Mishin and Bushuyev exchanged a glance. “We might have a solution. The docking clamp.”

“What about it?”

“With both capsules in orbit at the same time, one could dock with the other…”

“And the cosmonaut could then bring the dogs aboard the capsule with the heat shield. Yes, that just might work.” The Chief Designer found himself fully awake now, almost bursting with energy. “This will be an even greater accomplishment than we planned. Two ships docking in space! You, comrades, are geniuses.”

“About the dogs,” said Mishin or Bushuyev.

“Yes, yes. What about them?” His mind raced, cycling through all the considerations that this new project required.

“Kasha is gone.”

“What do you mean gone ?” He would need to assign additional engineers to the docking project. There had been problems getting a good seal. Sometimes he cursed the Vostok’s spherical shape. So practical and so simple, but it made it hard to attach things to the outside.

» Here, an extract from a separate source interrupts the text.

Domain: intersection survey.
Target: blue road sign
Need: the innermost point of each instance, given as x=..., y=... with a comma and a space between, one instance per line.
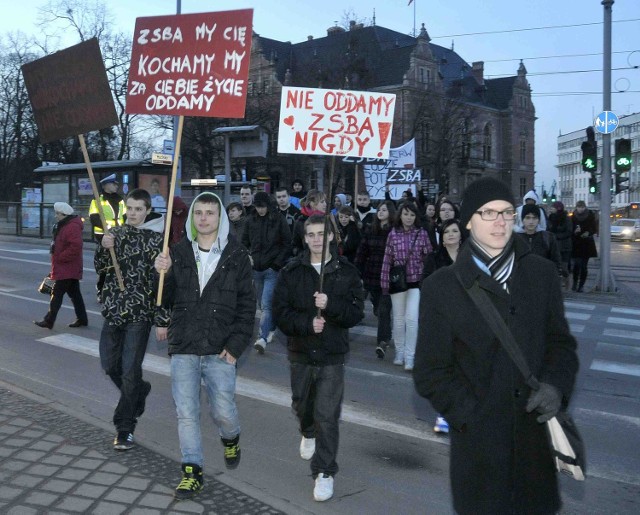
x=606, y=122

“Nadya and Leonid took her.”

“Took her where?” But the one capsule would not have to return to Earth, so maintaining balance for reentry was not required and the docking apparatus could be attached permanently to the door.

“They didn’t return with us from Ukraine.”

“They’re with Ignatius?” The other ship, though, would need some sort of detachable clamp. Mishin and Bushuyev had been working on one. They would not have suggested the idea if they did not think it would work. Neither was much for taking risks.

“They left on their own. It’s unclear where they might have gone.”

“Surely Ignatius knows. She would never let the two of them out of her sight.”

“We saw them leave, and Ignatius wasn’t with them.”

“Are you telling me they ran away?” He imagined the docking clamp releasing from a capsule and tumbling away through open space.

“Yes.”

“And you didn’t try to stop them?” The Chief Designer’s voice inched up in volume with each word, the hard syllables coming gravelly from the back of his throat.

“We tried.”

He shouted, “But you failed!”

Mishin took a half step forward and spoke the Chief Designer’s name. “You of all people should possess the capacity to forgive a failure.”

The Chief Designer’s scar throbbed.

“Why would they leave me?” he asked.

“The reasons should be obvious,” said Mishin or Bushuyev. “The real question, the one that should comfort you, is why did they stay for so long?”